For every member you refer to the site that goes on to purchase an annual supporter account will earn you £5. If they buy a two year supporter account we'll pay you £7.50.
You can refer as many people as you want! Every time you send a new supporter our way you'll get paid. There's no limit to how much you can earn!

*How are payments made?*

These payments are made via Paypal only. We cannot pay any other way so please do not ask.

It's a win-win situation. We gain supporters to help meet the spiralling server fees. You get an extra blister to reinforce your army!

*How do I refer people to Heresy?*

You can refer people to Heresy-Online in numerous ways, some of which include:


Post your referral link on your blog or website.
Place a Heresy-Online banner on your website.
Post a link to the forum in your signature on other forums.

Of all the methods, sig links on other GW related hobby sites are the greatest asset.

Alternatively, you could promote offline, inform people of our site at your FLGS, Games Workshop or Wargaming Club.

*Where is my referral link?*

To find your referrer link please visit here and copy the link at the top. This is the code you'll want to spread around the internet to promote us. People who follow this link and sign up are "referred" by you.

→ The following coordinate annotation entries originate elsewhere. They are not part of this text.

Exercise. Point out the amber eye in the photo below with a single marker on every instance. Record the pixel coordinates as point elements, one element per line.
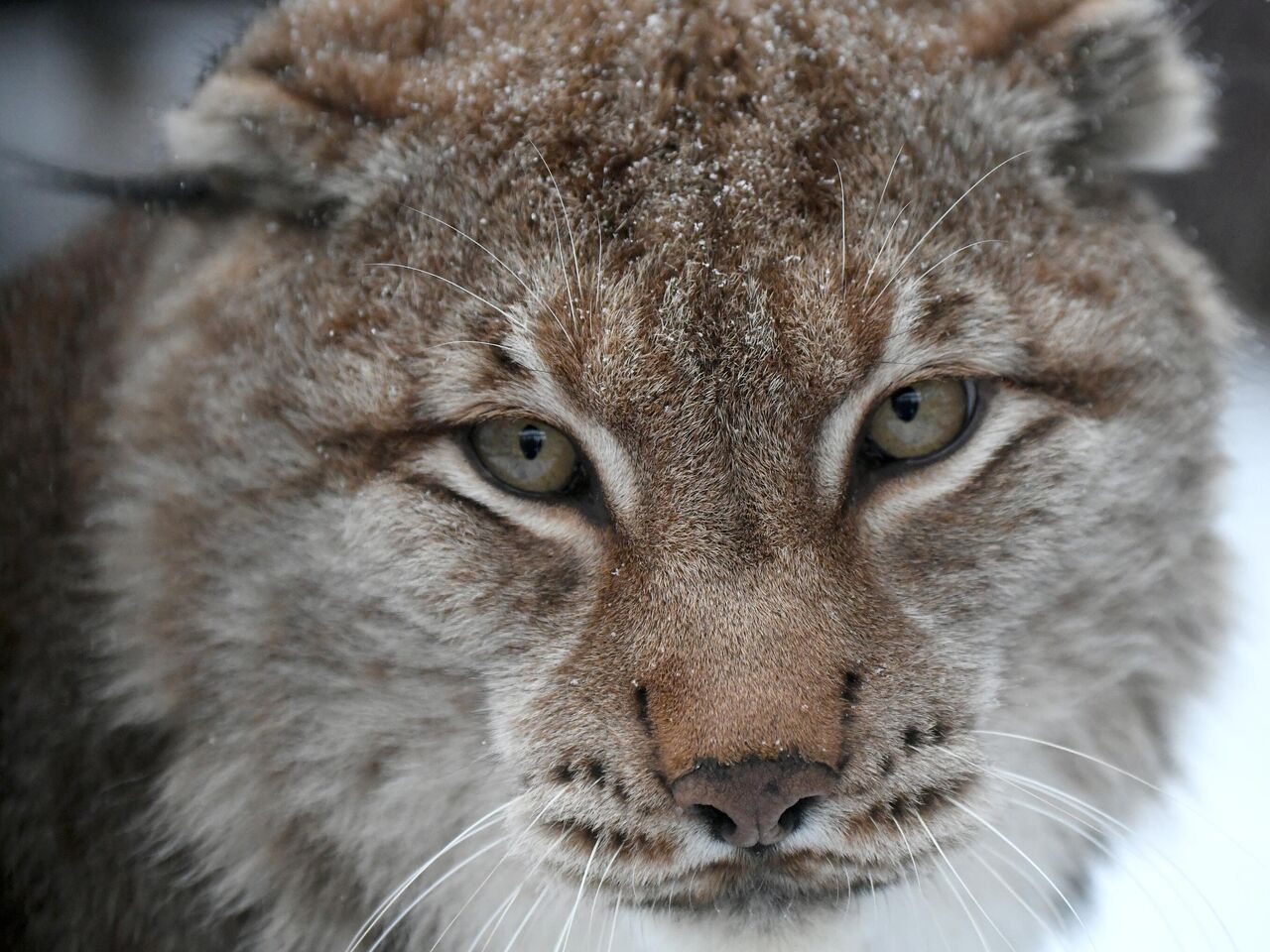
<point>920,420</point>
<point>527,456</point>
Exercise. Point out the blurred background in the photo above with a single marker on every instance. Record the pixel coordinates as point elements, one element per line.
<point>82,82</point>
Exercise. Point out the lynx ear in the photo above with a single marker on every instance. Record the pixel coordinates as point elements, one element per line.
<point>258,145</point>
<point>290,114</point>
<point>1141,103</point>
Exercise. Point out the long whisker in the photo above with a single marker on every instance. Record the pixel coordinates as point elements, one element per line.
<point>1028,876</point>
<point>842,193</point>
<point>885,243</point>
<point>1026,858</point>
<point>956,895</point>
<point>594,900</point>
<point>451,284</point>
<point>917,876</point>
<point>1127,834</point>
<point>1105,851</point>
<point>472,829</point>
<point>498,261</point>
<point>572,912</point>
<point>951,255</point>
<point>524,921</point>
<point>1135,778</point>
<point>940,220</point>
<point>612,929</point>
<point>500,910</point>
<point>463,235</point>
<point>1024,902</point>
<point>564,211</point>
<point>411,906</point>
<point>527,878</point>
<point>507,853</point>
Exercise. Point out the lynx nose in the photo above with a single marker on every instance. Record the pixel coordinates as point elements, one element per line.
<point>753,802</point>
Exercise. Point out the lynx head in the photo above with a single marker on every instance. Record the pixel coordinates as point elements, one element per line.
<point>701,431</point>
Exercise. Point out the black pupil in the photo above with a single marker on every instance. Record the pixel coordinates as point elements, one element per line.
<point>905,404</point>
<point>531,442</point>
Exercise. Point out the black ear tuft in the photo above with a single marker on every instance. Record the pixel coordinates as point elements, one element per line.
<point>1142,103</point>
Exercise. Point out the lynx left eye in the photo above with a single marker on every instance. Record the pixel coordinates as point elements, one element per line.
<point>527,456</point>
<point>920,420</point>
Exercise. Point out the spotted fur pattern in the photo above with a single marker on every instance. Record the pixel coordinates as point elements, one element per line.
<point>295,643</point>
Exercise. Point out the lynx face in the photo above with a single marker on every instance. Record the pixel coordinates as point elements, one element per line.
<point>698,436</point>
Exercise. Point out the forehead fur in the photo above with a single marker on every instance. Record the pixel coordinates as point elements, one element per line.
<point>738,208</point>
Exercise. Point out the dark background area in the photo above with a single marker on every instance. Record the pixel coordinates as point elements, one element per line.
<point>85,81</point>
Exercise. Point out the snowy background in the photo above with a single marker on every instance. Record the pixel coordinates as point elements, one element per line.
<point>82,82</point>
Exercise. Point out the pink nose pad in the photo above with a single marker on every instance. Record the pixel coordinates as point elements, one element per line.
<point>753,802</point>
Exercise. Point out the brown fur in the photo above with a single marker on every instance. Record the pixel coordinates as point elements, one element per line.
<point>253,547</point>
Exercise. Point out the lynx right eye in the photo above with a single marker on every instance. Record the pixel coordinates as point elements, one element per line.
<point>920,420</point>
<point>529,456</point>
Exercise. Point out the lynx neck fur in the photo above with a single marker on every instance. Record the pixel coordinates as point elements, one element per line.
<point>572,475</point>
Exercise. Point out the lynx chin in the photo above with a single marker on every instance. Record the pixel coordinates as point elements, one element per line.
<point>640,475</point>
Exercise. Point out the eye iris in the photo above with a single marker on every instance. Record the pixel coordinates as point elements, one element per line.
<point>921,419</point>
<point>906,403</point>
<point>527,456</point>
<point>531,440</point>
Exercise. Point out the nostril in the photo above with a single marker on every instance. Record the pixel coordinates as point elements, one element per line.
<point>754,802</point>
<point>793,817</point>
<point>721,825</point>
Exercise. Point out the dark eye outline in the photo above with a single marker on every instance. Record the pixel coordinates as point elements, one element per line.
<point>583,492</point>
<point>871,462</point>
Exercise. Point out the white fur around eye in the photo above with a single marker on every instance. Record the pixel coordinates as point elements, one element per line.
<point>897,497</point>
<point>445,462</point>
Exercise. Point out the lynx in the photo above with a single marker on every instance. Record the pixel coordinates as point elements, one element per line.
<point>574,475</point>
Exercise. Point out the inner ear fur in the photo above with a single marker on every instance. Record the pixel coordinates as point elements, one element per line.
<point>294,109</point>
<point>1141,102</point>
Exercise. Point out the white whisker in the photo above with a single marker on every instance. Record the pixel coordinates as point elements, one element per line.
<point>917,876</point>
<point>1135,778</point>
<point>564,211</point>
<point>451,284</point>
<point>524,921</point>
<point>842,193</point>
<point>1005,884</point>
<point>490,924</point>
<point>572,912</point>
<point>1089,810</point>
<point>940,220</point>
<point>881,197</point>
<point>1026,858</point>
<point>1106,852</point>
<point>612,929</point>
<point>472,829</point>
<point>885,244</point>
<point>423,895</point>
<point>952,889</point>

*I got a referral supporter - now what?*

Simple, just send me a PM and I'll send you the payment immediately.

*Can I be paid for old Referrals?*

No. This is a new feature to the site so the slate is clear. All payments will be checked against the date of this thread, anyone that joined Heresy beforehand will be void. Likewise, anyone that referred a supporter in the past cannot be paid.



Any questions should be posted here or presented to me via PM.


----------



## Red Corsairs (Jun 8, 2008)

Great feature Jez!

It sure is a fine way of rewarding anyone who puts in the effort of making Heresy-Online known and hopefully as you say it will bring in more members. Heresy-Online continues its expansion, Cool stuff


----------



## Lord Reevan (May 1, 2008)

cool idea. unfortuneately I'm heresy exclusive and all my gaming friends aren't in to forums but neat idea! very sound way to expand


----------